Control of electron transport in photosystem I by the iron-sulfur cluster F_x in response to intra- and intersubunit interactions

Photosystem I (PS I) is a transmembraneal multisub-unit complex that mediates light-induced electron transfer from plactocyanine to ferredoxin. The electron transfer proceeds from an excited chlorophyll a dimer (P700) through a chlorophyll a (A₀), a phylloquinone (A₁), and a [4Fe-4S] iron-sulfur cluster F_x, all located on the core subunits PsaA and PsaB, to iron-sulfur clusters F_A and F_B, located on subunit PsaC. Earlier, it was attempted to determine the function of F_x in the absence of F_A/B mainly by chemical dissociation of subunit PsaC. However, not all PsaC subunits could be removed from the PS I preparations by this procedure without partially damaging F_x. We therefore removed subunit PsaC by interruption of the psaC2 gene of PS I in the cyanobacterium Synechocystis sp. PCC 6803. Cells could not grow under photosynthetic conditions when subunit PsaC was deleted, yet the PsaC-deficient mutant cells grew under heterotrophic conditions and assembled the core subunits of PS I in which light-induced electron transfer from P700 to A₁ occurred. The photoreduction of F_x was largely inhibited, as seen from direct measurement of the extent of electron transfer from A₁ to F_x. From the crystal structure it can be seen that the removal of subunits PsaC, PsaD, and PsaE in the PsaC-deficient mutant resulted in the braking of salt bridges between these subunits and PsaB and PsaA and the formation of a net of two negative surface charges on PsaA/B. The potential induced on F_x by these surface charges is proposed to inhibit electron transport from the quinone.

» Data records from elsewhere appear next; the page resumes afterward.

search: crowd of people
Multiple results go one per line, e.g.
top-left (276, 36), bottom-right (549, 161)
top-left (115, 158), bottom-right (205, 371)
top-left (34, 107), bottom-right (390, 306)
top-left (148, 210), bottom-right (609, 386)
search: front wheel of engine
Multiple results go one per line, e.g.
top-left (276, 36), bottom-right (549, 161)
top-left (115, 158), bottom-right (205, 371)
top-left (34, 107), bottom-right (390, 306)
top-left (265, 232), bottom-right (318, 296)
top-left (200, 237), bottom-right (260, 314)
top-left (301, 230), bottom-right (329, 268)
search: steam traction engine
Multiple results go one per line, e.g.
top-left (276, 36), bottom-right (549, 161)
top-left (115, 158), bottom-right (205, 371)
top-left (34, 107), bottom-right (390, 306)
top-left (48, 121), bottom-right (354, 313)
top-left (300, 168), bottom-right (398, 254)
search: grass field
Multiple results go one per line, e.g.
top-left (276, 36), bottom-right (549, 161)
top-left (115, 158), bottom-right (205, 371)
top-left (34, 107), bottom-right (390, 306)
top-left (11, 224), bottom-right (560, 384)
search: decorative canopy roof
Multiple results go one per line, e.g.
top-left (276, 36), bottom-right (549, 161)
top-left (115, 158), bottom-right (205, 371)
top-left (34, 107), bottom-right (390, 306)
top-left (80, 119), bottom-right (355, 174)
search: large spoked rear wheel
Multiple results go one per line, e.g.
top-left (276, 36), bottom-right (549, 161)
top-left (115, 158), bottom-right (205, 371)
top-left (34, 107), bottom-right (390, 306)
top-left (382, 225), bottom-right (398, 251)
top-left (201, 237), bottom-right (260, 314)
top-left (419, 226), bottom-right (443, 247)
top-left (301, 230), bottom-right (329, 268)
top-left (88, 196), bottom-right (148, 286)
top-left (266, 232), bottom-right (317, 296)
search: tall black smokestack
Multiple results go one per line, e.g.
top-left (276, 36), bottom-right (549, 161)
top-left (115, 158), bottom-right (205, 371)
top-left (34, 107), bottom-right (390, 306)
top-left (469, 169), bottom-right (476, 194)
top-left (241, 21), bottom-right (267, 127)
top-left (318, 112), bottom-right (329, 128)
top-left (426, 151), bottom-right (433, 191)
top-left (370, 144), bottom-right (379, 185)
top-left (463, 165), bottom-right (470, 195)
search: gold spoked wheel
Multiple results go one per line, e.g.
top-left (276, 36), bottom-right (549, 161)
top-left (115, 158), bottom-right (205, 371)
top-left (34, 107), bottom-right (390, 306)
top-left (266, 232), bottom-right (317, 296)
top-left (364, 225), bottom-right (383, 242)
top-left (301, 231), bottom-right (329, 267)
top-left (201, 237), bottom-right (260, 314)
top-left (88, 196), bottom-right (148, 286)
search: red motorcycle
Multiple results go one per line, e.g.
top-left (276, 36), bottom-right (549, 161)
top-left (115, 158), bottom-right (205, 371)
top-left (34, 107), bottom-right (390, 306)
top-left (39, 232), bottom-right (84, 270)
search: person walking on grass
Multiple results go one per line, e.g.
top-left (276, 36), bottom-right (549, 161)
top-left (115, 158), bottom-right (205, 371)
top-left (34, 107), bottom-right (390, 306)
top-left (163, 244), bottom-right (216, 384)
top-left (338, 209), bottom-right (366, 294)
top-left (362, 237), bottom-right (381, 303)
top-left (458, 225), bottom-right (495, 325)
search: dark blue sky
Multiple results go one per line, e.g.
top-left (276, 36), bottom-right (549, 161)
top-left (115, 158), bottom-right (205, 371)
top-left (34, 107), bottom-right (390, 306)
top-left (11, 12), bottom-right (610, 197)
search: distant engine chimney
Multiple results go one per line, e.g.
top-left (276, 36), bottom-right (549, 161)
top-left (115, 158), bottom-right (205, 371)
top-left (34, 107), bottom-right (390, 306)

In the complete PS I complex, replacement of a cysteine ligand of F_x by serine in site-directed mutation C565S/D566E in subunit PsaB caused an ∼10-fold slow down of electron transfer from the quinone to F_x without much affecting the extent of this electron transfer compared with wild type. Based on these and other results, we propose that F_x might have a major role in controlling electron transfer through PS I.